Learning Art Project: Cultivating Learning Sensibilities

Nobuyuki Ueda, Doshisha Womens College of Liberal Arts
Yoshiro Miyata, Chukyo University
Hideki Mori, CSK Holdings corporation
Yasushi Harada, Business Compass corporation
Yuuka Sato, National Museum of Japanese History
Ryoko Matsumoto, CSK Holdings corporation


SUMMARY

When and how do people fully demonstrate one’s creativity? In this paper, we would like to propose a new way to view creativity as an emergent process and illustrate it with an example from many workshops we have organized.

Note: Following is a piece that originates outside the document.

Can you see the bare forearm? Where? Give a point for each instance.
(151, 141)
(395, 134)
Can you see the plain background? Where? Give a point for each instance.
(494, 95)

According to Dweck (2006), a person learns better when s/he views oneself as not someone with a fixed set of abilities but as someone whose potential can be expanded by her/his own actions. We would like to extend this concept and argue that it is useful to view creativity as an emergent process in which people and objects interact with each other to discover new meanings rather than as an ability of a person. We have created many workshops as environments in which one can view oneself, other people and objects as flexible and expandable, focusing on their potentials and possibilities, on what they can be, rather than what they are. Experience in such an environment would stimulate what we have called “playful spirit” which tries to connect oneself, other people, space and objects, in order to find new meanings in any situation.

Our interest is in how to design learning environments that foster such a playful spirit. In this paper, we will present an example of our innovative workshop “Learning Art 2005” where we attempted to expose the participants to a creative process as an emergent, constructive and relational play.